Kudos on the very detailed tutorial. I prefer using Atom as well, and I hope it catches on with the community. This would be very helpful for people who don't have a system in place. It would really save them a lot of time. Thanks for sharing this!

  ·  8 years ago (edited)

Thanks, I appreciate the feedback! I try to keep multiple use-cases in mind when I write these guides.

I was hoping for something a little more user friendly. This is a higher level of learning curve than I want to deal with compared to just sticking to the built in editor.

Of course the built in editor is fine for most situations. It's pretty easy to use this setup once you get used to it, though. Just install the Atom editor, and start writing. Save your post with .md on the end, and it'll know you're working in markdown.

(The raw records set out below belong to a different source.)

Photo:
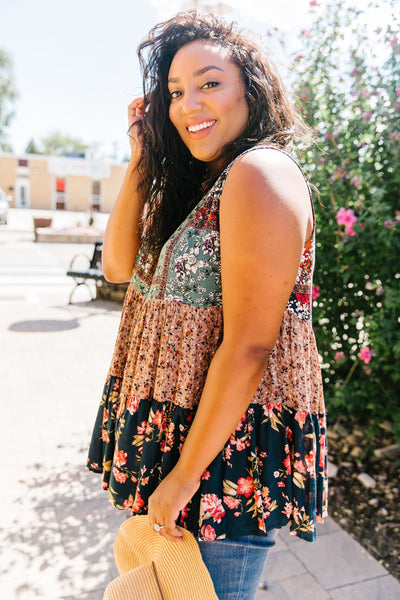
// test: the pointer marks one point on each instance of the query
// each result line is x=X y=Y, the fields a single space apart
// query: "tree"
x=349 y=94
x=32 y=148
x=60 y=144
x=7 y=96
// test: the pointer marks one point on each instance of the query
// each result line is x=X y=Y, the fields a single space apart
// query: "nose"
x=191 y=102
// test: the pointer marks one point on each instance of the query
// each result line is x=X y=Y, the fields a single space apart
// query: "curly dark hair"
x=171 y=180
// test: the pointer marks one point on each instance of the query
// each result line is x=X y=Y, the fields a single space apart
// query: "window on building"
x=96 y=195
x=60 y=193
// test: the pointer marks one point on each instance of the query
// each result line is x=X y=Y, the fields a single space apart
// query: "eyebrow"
x=197 y=73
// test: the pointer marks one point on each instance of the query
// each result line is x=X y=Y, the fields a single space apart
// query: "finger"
x=171 y=534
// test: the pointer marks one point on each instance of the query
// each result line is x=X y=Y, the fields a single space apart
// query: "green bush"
x=347 y=81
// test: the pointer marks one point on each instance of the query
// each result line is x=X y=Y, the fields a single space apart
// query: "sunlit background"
x=75 y=61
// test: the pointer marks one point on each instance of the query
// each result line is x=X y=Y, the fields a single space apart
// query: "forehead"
x=199 y=54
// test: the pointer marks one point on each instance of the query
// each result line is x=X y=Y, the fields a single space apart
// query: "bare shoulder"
x=267 y=183
x=270 y=171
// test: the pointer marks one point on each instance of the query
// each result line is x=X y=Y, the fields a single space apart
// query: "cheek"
x=173 y=116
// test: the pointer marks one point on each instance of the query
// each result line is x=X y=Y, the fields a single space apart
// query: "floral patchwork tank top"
x=273 y=468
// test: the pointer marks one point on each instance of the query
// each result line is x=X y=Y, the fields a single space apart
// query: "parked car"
x=4 y=200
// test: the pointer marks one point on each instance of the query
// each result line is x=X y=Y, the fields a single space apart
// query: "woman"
x=212 y=415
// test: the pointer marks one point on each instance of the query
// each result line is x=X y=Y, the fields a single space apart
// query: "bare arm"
x=265 y=217
x=121 y=238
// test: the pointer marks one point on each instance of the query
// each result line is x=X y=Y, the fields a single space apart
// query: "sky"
x=75 y=61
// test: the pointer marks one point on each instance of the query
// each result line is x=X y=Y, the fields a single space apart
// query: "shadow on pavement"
x=57 y=542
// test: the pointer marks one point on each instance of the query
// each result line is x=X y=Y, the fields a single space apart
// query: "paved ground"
x=56 y=525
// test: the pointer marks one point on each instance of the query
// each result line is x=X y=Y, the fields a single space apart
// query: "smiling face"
x=208 y=105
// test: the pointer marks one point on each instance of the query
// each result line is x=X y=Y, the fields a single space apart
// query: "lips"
x=200 y=126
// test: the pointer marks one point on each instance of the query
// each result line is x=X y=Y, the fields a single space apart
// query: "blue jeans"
x=236 y=565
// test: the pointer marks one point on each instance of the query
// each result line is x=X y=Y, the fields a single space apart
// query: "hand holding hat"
x=153 y=568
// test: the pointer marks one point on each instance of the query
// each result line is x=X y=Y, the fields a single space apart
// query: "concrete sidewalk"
x=57 y=527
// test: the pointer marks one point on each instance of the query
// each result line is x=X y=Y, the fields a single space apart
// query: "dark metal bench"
x=94 y=271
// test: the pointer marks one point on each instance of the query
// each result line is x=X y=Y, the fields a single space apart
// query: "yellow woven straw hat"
x=153 y=568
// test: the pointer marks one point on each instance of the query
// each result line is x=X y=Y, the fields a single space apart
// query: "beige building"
x=59 y=182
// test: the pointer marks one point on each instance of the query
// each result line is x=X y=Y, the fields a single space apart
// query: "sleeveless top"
x=273 y=468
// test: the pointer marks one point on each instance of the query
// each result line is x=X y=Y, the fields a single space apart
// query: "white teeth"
x=193 y=128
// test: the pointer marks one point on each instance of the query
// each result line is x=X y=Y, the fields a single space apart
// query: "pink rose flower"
x=347 y=218
x=315 y=292
x=365 y=355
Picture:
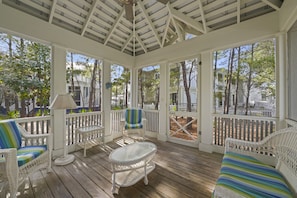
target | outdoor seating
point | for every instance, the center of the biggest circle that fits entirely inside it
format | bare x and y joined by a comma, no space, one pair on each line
260,169
21,154
134,124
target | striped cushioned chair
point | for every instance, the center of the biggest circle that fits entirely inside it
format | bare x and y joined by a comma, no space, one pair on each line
133,124
18,160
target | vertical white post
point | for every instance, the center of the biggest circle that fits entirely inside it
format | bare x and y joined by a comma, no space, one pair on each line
163,115
58,86
134,87
106,100
281,91
206,102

But then I have to learn markdown. I know it is simple, but I'd rather just use the built in editor.

Thank you for the donation!

Try MarkdownPad. http://www.markdownpad.com/

As you can see at the top of the screenshot, it has buttons for everything you need, so you don't need to remember markdown.

Now that looks like what I want! Just sent you $2 of SBD to thank you for the suggestion!

Whaaaaat? I use Atom all the time for YAML... Didn't know it works for Markdown too... So going to try this!!! Thanks for the tips :)

Thanks a lot!

this was exactly what I was looking for: create your posts offline including the Markdown AND be able to preview the markdown!

thx a lot, grtz, @vjbasil

@geoffrey found this article written a year ago and I find it educating, thanks for sharing this very long time ago. Knowledge learned. Resteemed for others to read and digest.